Als ich 1987 von der Haupt- an die Berufsschule in eine Wirtschaftsklasse wechselte, gab es dort (endlich!) auch einen richtigen Informatik-Unterrricht, in dem Programmieren gelehrt wurde. (In meiner vorherigen Schule gab es zwar eine „Computer-AG“, in der wurden allerdings lediglich an C64-Computern mit Bernstein-Monitoren BASIC-Listings aus dem Benutzerhandbuch abgetippt). Nun, an der Berufsschule, sollte die Sache aber ernst werden. Dazu hatte man in einem EDV-Raum ein Master-Slave-System, bestehend aus Olivetti M20 und M24 aufgebaut. Das Betriebssystem, das auf den Geräten lieft, hieß EUMEL und die Programmiersprache, die unterrichtet wurde, war ELAN … Gestern habe ich nun günstig ein ELAN-Handbuch erstanden und gleich einmal angefangen, darin herumzulesen.

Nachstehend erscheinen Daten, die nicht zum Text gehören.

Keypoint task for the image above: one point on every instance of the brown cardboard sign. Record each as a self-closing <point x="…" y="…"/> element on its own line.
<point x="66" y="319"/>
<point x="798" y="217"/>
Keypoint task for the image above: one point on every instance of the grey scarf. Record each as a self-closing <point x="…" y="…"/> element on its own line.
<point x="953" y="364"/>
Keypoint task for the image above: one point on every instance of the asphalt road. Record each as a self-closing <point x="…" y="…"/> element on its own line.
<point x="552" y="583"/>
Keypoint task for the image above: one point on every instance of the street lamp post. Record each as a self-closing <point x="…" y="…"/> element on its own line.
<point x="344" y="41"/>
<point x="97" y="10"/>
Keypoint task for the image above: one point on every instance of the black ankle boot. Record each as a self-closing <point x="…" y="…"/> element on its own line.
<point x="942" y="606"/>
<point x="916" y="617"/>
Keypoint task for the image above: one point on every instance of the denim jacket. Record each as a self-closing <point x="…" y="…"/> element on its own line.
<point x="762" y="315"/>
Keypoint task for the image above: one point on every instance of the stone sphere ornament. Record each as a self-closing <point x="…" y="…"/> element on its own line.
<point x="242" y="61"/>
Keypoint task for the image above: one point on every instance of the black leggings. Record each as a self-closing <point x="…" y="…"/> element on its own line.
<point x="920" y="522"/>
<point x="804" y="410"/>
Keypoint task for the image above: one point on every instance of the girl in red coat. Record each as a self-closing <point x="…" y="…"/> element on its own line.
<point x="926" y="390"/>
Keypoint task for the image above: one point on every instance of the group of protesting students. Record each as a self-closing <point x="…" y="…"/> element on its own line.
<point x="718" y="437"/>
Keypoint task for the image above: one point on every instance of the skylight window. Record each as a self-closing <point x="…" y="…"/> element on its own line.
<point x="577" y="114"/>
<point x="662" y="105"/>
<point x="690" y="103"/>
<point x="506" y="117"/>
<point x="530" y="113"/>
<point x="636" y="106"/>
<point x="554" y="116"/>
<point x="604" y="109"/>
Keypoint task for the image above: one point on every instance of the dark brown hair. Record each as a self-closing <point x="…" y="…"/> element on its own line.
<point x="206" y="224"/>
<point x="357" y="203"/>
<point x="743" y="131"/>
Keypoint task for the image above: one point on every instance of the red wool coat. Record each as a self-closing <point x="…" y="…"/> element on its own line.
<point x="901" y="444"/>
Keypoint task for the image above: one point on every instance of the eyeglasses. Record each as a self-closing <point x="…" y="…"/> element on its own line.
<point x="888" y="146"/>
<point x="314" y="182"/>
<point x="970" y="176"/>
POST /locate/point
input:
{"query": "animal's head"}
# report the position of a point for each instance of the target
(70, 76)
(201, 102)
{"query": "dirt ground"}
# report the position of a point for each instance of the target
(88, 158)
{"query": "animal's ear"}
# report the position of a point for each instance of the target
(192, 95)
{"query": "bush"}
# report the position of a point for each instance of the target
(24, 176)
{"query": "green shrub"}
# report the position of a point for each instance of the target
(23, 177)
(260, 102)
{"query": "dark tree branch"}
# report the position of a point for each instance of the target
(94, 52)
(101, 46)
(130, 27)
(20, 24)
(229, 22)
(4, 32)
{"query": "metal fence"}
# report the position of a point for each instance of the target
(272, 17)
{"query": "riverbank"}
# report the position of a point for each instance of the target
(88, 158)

ELAN ist eine strukturierte Programmiersprache, die sich konzeptionell an die ALGOL-Familie anlehnt und die Mitte der 1970er-Jahre u.a. an der TU Berlin entwickelt wurde. Die Entwicklung wurde im Rahmen der Initiative „Arbeitskreis Schulsprache“ (ASS) durch die DFG gefördert, die damit Programmierunterricht an Universitäten und Schulen forcieren wollte. Bei der Konstruktion von ELAN (Elementary Language) und später dem darauf zugeschnittenen Betriebssystem EUMEL (Extendable Multi User Microprocessor ELAN-System) wurden bewusst einige Konzepte ignoriert/ausgelassen, die das Programmieren [lernen?, S.H.] erschweren:
Nicht vorhanden sind (z.B. im Vergleich zu ALGOL60)
- GOTO-Anweisungen
- explizite Compound Statements
- Blöcke
- geschachtelte Prozeduren (S. 6)
Insbesondere die GOTO-Kontroverse hatte sich ja nicht nur an ALGOL, sondern vor allem an BASIC entbrannt: GOTOs unterminieren Versuche strukturierten Programmierens und erzeugen „Spaghetticode“. Die GOTO-Anweisungen in BASIC sollten den „beginners“ in Dartmouth ja nicht bloß das Programmieren vereinfachen, weil Sprungziele durch Zeilennummern im Programm direkt sichtbar waren; sie stellen überdies auch eine leicht zu compilierende/interpretierende Adressierungsweise dar, denn die GOTOs der höheren Programmiersprachen sind den Jump-Anweisungen der verschiedenen Assembler (die dann nicht auf Zeilennummern, sondern Speicher-Adressen zielen) sehr ähnlich! Wer BASIC lernt, lernt also bereits eine recht maschinennahe Art der Programmierung (erst recht, wenn dieses BASIC dann auch noch über POKE- und PEEK-Befehle verfügt) – ganz im Gegensatz zu Sprachen, die auf hardware-ähnliche Sprung-Konzepte (GOTOs) verzichten, wie ELAN.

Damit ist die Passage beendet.